BN(批归一化)层常用于在卷积层之后,对feature maps进行归一化,从而加速网络学习,也具有一定的正则化效果。训练时,BN需要学习一个minibatch数据的均值、方差,然后利用这些信息进行归一化。而在推理过程,通常为了加速,都会把BN融入到其上层卷积中,这样就将两步运算变成了一步,也就达到了加速目的。
要求
融合BN与卷积要求BN层位于卷积之后
且融合后的卷积层参数convolution_param中的bias_term必须为true。
原理
BN层参数
nn.Conv2d参数:
滤波器权重, W:conv.weight
bias, b:conv.bias
nn.BatchNorm2d参数:
scaling, γ:bn.weight
shift, β:bn.bias
mean estimate,μ: bn.running_mean
variance estimate,σ^2 :bn.running_var
ϵ (for numerical stability): bn.eps
BN层计算公式
在训练的时候,均值 \(\mu\) 、方差 $ \sigma^2$ 、 \(\gamma\) 、 \(\beta\) 是一直在更新的,在推理的时候,以上四个值都是固定了的,也就是推理的时候,均值和方差来自训练样本的数据分布。
因此,在推理的时候,上面BN的计算公式可以变形
\[{y}_{i}=\gamma \frac{x_{i}-\mu}{\sqrt{\sigma^{2}+\epsilon}}+\beta=\frac{\gamma x_{i}}{\sqrt{\sigma^{2}+\epsilon}}+(\beta-\frac{\gamma \mu}{\sqrt{\sigma^{2}+\epsilon}}) \]
上面公式可以等价于
\[y_i=ax_i+b \]
\[a=\frac{\gamma}{\sqrt{\sigma^{2}+\epsilon}}\quad \quad b= (\beta-\frac{\gamma \mu}{\sqrt{\sigma^{2}+\epsilon}}) \]

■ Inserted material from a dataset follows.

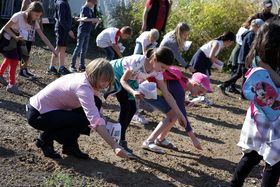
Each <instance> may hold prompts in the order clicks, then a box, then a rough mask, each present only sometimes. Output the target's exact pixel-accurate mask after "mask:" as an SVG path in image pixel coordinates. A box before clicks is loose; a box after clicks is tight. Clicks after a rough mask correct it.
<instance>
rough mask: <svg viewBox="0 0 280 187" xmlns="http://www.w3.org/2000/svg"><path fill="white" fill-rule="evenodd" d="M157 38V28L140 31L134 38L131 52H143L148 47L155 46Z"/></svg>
mask: <svg viewBox="0 0 280 187" xmlns="http://www.w3.org/2000/svg"><path fill="white" fill-rule="evenodd" d="M158 39H159V32H158V30H157V29H151V30H150V31H144V32H142V33H141V35H140V36H139V37H138V38H136V44H135V48H134V52H133V54H145V53H146V51H147V50H148V49H150V48H156V47H157V41H158Z"/></svg>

$ \mu , \sigma^2 $ 为这个batch上计算得到的均值和方差(在B,H,W维度上计算,每个channel单独计算),而 \(\epsilon\) 是防止除零所设置的一个极小值, \(\gamma\) 是比例参数,而 \(\beta\) 是平移系数。
此时,BN层转换成Conv层
Conv和BN计算合并
\[Y=\gamma \frac{(W*X+B)-\mu}{\sqrt{\sigma^{2}+\epsilon}}+\beta \]
合并后
\[Y=\frac{ \gamma *W}{\sqrt{\sigma^{2}+\epsilon}} *X + \frac{\gamma*(B-\mu)}{\sqrt{\sigma^{2}+\epsilon}}+\beta \]
\[W_{merged}=\frac{\gamma}{\sqrt{\sigma^{2}+\epsilon}}* W = W*a \quad \quad B_{merged}= \frac{\gamma*(B-\mu)}{\sqrt{\sigma^{2}+\epsilon}}+\beta = (B- \mu)*a+ \beta \]
1.首先我们将测试阶段的BN层(一般称为frozen BN)等效替换为一个1x1卷积层
2.将卷积层与归一化层融合
pytorch-BN融合
import torch
import torchvision
def fuse(conv, bn):
fused = torch.nn.Conv2d(
conv.in_channels,
conv.out_channels,
kernel_size=conv.kernel_size,
stride=conv.stride,
padding=conv.padding,
bias=True
)
# setting weights
w_conv = conv.weight.clone().view(conv.out_channels, -1)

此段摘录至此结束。